I've actually given you most of the story, such as it is. This film isn't plot driven, and depends much more on the look and feel of it all. There are some humorous scenes, as Fraser discovers his grandfather's books and his first pictures (engravings actually) of naked women. He learns about sexuality and other subjects from the books but has no frame of reference for them, and without any embarrassment suggests that his mother and Heloise become prostitutes to bolster the family finances, all at a crowded dinner table with guests. There are a few gems such as this in the mix.
Certainly the film looks great. The cinematography is very nice, and the Scottish countryside and the large estate home are gorgeous. The costuming looks in keeping with the characters, and adds to the very period feel of the film, which doesn't waver from it's authenticity.
As I mentioned above, this is an anamorphic transfer, so maybe Disney is keeping to their word. The 1.85:1 widescreen transfer looks pretty good. I saw few artifacts, though there were edge enhancement problems throughout, but no film grain, nicks, or other defect. The greens of the lawns and the grays of the stone walls were vivid and lifelike. Flesh tones were perhaps a bit washed out, or I could be mistaking a pasty Scottish complexion for a color error. Still, high marks for the picture. The Dolby Digital 5.1 soundtrack is very nice, with dialogue always intelligible. The surrounds aren't given a great deal to do, but the subwoofer does get used during the musical score. There is little else for the sub to do in such a film.
The Rebuttal Witnesses
I suppose the biggest disappointment is there are no extras at all. None. Not even a lousy trailer. Maybe I should at least commend their honesty; they don't try to pass off a trailer as extra content. They're honest in their devotion to providing no extras at least.
While I can call the film charming, and pretty, and sweet, there really isn't much to it.
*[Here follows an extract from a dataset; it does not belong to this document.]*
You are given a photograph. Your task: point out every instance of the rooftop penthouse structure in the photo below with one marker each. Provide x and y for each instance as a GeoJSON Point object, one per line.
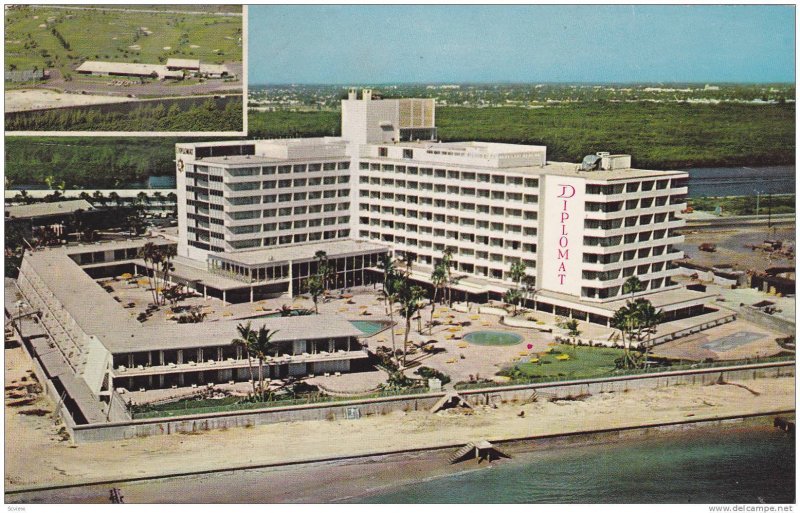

While there were times I laughed, or thought about how pretty the countryside was, I always expected more. I'm not upset that I spent 90 odd minutes watching it, but it's not something I'd watch again. I think the film won't be exciting enough or story driven enough for a lot of people.
My Life So Far is a gentle daydream of a movie. If that sounds nice to you, then give it a rental. I'm pretty ambivalent about the film. But if it helps, I can say that I won't watch it again. And that to me is the defining reason to purchase a DVD.
Director Hugh Hudson (Chariots of Fire) is released on his own recognizance. His film does what he set out for it to do. Colin Firth's performance was solid, and he gets a nod. Case dismissed.